Conguagli, consumi stimati, errori di fatturazione: così rendono la bolletta troppo alta 

Una delle prime cose da controllare quando si riceve una bolletta troppo alta è il periodo di fatturazione: può capitare, infatti, che a causa di errori e disguidi di varia natura il proprio fornitore non invii bollette per diversi mesi di seguito e si manchino di conseguenza i relativi pagamenti. Quando è troppo alta, cioè, la bolletta di luce e gas potrebbe far riferimento a più mesi rispetto ai due o tre a cui è in genere riferita: una soluzione utile potrebbe essere, in questo caso, chiedere di rateizzare il pagamento.

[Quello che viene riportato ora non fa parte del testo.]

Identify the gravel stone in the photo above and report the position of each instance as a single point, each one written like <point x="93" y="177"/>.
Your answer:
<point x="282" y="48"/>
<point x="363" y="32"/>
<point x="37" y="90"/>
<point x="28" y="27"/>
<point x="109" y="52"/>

Da ricordare è che dopo due anni i mancati pagamenti vanno in prescrizione e il cliente non deve, cioè, più alcuna somma al fornitore dei servizi. 

Altra voce da controllare subito quando si riceve una bolletta troppo alta è se la stessa è basata su consumi effettivi o consumi stimati. I primi hanno a che vedere con i kilowatt orari per quanto riguarda l’energia e i metri cubi per quanto riguarda il gas effettivamente consumati in casa nel periodo di riferimento. I secondi si basano, invece, sui consumi medi effettuati in precedenza o da clienti con profili simili al proprio: non sempre corrispondono ai consumi effettivi di luce e gas e possono essere anzi molto differenti, soprattutto se si è di recente effettuata una voltura del contatore o se in precedenza la casa era abitata da una famiglia con bambini per esempio. È questa la ragione per cui sarebbe sempre meglio comunicare in tempo i propri consumi effettivi ai fornitori di gas e luce, per evitare disguidi con le bollette o di dover effettuare successivamente un reclamo: se quello installato è un moderno contatore elettronico si tratta di un’operazione semplice e che richiede pochi minuti, scopri qui come fare l’autolettura luce

A volte un importo in bolletta troppo alto è ancora legato a un conguaglio non eseguito correttamente e anche in questo caso, effettuando un’autolettura del contatore e comunicando all’azienda fornitrice i dati relativi ai consumi effettivi, si riesce a risolvere l’errore in poco tempo. 

Non è mai uno scrupolo eccessivo, però, controllare che il proprio  fornitore abbia effettivamente applicato il profilo e le condizioni contrattuali scelti, specie se si sono cambiate offerte luce e gas di recente. La maggior parte delle aziende del settore hanno, infatti, tariffe diverse che si applicano a tipologie di clienti diversi – a seconda che siano residenti o non residenti, per esempio, o che abbiano una partita IVA e usino le utenze anche per lavoro – e un errore nell’applicazione delle stesse può far lievitare i costi in bolletta. Lo stesso avviene quando il fornitore non applichi, pur avendole previste, tariffe diverse nelle diverse fasce orarie: è questa la ragione per cui di una bolletta troppo alta andrebbero letti attentamente i dettagli riferiti ai consumi.